Когда дверь открывается
POV: Каэль
Я сидел за массивным столом, отполированным до блеска. Солнечные лучи, пробивавшиеся сквозь высокие узкие окна, едва касались его поверхности, играя бликами на лаке. Передо мной лежали папки с документами, но я не читал их — взгляд скользил по строчкам, не фиксируя ни слова. На краю стола стоял бокал с виски, в котором лёд уже давно растаял, но янтарная жидкость всё ещё приятно тяжело перекатывалась в стекле.

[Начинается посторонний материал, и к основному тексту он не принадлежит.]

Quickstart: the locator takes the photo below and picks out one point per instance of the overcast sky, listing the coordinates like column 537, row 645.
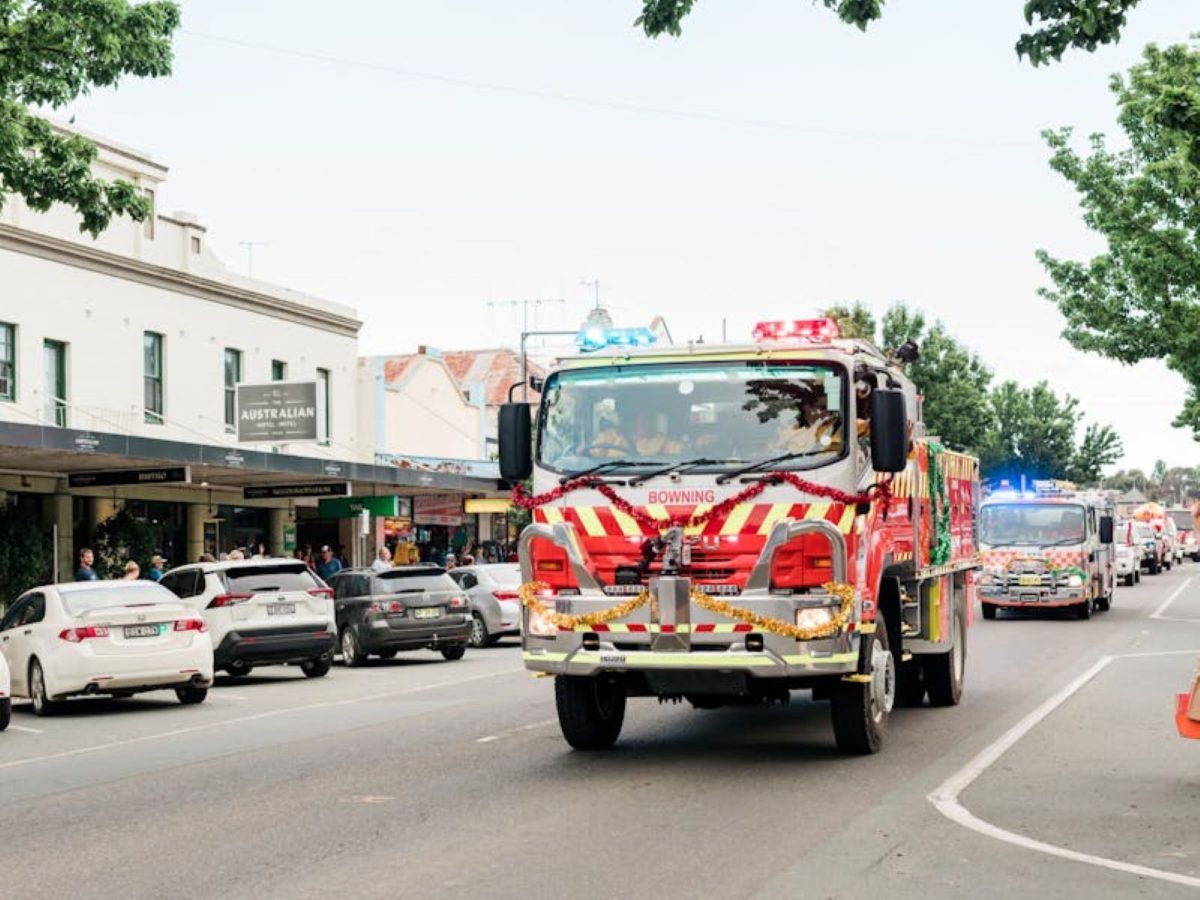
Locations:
column 420, row 161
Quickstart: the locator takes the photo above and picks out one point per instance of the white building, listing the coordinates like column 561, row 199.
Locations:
column 125, row 351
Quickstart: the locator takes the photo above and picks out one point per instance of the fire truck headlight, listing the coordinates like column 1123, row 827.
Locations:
column 814, row 617
column 539, row 627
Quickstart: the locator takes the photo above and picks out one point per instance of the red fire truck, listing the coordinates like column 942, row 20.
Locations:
column 724, row 525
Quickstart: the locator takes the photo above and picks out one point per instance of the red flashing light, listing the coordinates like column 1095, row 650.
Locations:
column 802, row 329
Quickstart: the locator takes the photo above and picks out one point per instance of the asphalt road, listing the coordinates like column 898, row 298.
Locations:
column 424, row 778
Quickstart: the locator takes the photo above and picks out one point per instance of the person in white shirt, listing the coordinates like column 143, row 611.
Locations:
column 383, row 561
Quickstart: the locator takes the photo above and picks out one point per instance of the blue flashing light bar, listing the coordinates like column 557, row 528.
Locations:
column 597, row 339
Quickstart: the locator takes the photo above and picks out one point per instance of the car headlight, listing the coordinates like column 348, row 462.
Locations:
column 814, row 617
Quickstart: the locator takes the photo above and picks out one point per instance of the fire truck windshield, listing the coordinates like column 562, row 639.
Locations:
column 1031, row 523
column 727, row 413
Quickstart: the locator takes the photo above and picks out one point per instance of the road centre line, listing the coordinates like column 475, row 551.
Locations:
column 946, row 797
column 1171, row 599
column 238, row 720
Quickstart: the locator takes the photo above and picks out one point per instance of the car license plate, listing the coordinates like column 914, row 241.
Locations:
column 141, row 630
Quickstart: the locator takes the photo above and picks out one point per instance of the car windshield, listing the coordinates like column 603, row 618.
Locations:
column 263, row 579
column 732, row 413
column 411, row 581
column 1031, row 523
column 78, row 600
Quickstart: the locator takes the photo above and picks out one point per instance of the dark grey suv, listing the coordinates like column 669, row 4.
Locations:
column 408, row 607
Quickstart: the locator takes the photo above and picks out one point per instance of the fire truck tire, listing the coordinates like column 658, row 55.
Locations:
column 945, row 671
column 591, row 711
column 861, row 709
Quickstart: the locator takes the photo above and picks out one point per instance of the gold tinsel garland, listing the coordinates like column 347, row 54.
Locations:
column 529, row 591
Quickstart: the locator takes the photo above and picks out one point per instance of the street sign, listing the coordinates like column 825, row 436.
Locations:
column 324, row 489
column 353, row 507
column 108, row 478
column 277, row 412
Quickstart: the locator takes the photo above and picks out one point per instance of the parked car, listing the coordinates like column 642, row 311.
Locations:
column 5, row 694
column 261, row 612
column 408, row 607
column 1186, row 534
column 1152, row 546
column 117, row 637
column 1129, row 553
column 495, row 603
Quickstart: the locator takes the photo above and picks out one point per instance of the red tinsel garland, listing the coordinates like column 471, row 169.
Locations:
column 881, row 491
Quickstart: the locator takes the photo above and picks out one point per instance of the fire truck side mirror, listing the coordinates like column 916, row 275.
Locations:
column 889, row 431
column 1105, row 529
column 516, row 445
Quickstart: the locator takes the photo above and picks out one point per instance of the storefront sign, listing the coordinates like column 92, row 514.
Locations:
column 443, row 509
column 353, row 507
column 277, row 412
column 325, row 489
column 174, row 474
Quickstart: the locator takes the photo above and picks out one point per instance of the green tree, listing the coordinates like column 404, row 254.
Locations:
column 1055, row 24
column 953, row 381
column 52, row 52
column 852, row 321
column 1141, row 298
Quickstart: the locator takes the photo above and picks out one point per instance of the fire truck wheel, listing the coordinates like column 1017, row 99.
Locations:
column 591, row 711
column 861, row 709
column 945, row 671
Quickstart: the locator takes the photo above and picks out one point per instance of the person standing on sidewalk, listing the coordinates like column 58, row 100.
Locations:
column 85, row 571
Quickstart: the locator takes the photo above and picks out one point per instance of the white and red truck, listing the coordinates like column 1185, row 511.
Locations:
column 725, row 525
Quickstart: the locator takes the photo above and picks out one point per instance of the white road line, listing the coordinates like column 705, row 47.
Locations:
column 1171, row 599
column 238, row 720
column 946, row 797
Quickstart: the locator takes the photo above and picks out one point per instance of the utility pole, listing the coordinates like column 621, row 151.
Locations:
column 250, row 255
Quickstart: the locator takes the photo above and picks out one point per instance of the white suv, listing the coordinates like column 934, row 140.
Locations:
column 261, row 612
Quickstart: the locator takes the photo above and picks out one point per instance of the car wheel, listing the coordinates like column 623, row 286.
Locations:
column 479, row 636
column 42, row 703
column 191, row 694
column 352, row 654
column 317, row 667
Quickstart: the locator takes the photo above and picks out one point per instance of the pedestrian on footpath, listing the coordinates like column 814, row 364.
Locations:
column 85, row 573
column 329, row 565
column 383, row 561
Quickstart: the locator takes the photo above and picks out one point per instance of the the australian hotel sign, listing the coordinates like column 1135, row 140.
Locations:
column 277, row 412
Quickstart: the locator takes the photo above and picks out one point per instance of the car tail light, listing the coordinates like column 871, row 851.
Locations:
column 77, row 635
column 228, row 600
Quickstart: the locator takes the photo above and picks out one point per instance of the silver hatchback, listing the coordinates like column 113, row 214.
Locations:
column 495, row 603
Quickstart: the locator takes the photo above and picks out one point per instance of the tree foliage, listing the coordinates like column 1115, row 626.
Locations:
column 1056, row 25
column 52, row 52
column 1141, row 298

Тишина. Она всегда была моим союзником, но сегодня в ней что-то меня раздражало. Она была слишком густой, слишком тяжёлой.
Маркус и Диего стояли напротив. Оба неподвижные, но между ними чувствовалось напряжение — не открытое, но достаточно ощутимое, чтобы воздух в кабинете казался плотнее.
Я перевёл взгляд на них. Диего, как всегда, держался чуть в стороне, руки в карманах, с этой ленивой ухмылкой, которая раздражала многих, но он умел её использовать как оружие. Маркус, напротив, стоял прямо, словно на плацу. Серьёзный, собранный. У каждого из них была своя роль, и оба они знали, что я это прекрасно понимаю.
Я поднял бокал и сделал небольшой глоток. Тепло алкоголя разлилось по горлу, но мысли остались холодными.
— Что с ней? — спросил я, отставив бокал на край стола.
Маркус заговорил первым, чётко, без лишних слов:
— Ест. Перестала отказываться.
— И? — я поднял бровь, ожидая продолжения.
Он выдержал паузу.
— Но наблюдает. За всем. Смотрит на мелочи. Сегодня я заметил, как она задержала взгляд на гвозде у нижнего края стены.
Я сжал бокал в руке чуть сильнее. Значит, уже ищет варианты. Рано или поздно — это должно было случиться. Но то, что она делает это так быстро... любопытно.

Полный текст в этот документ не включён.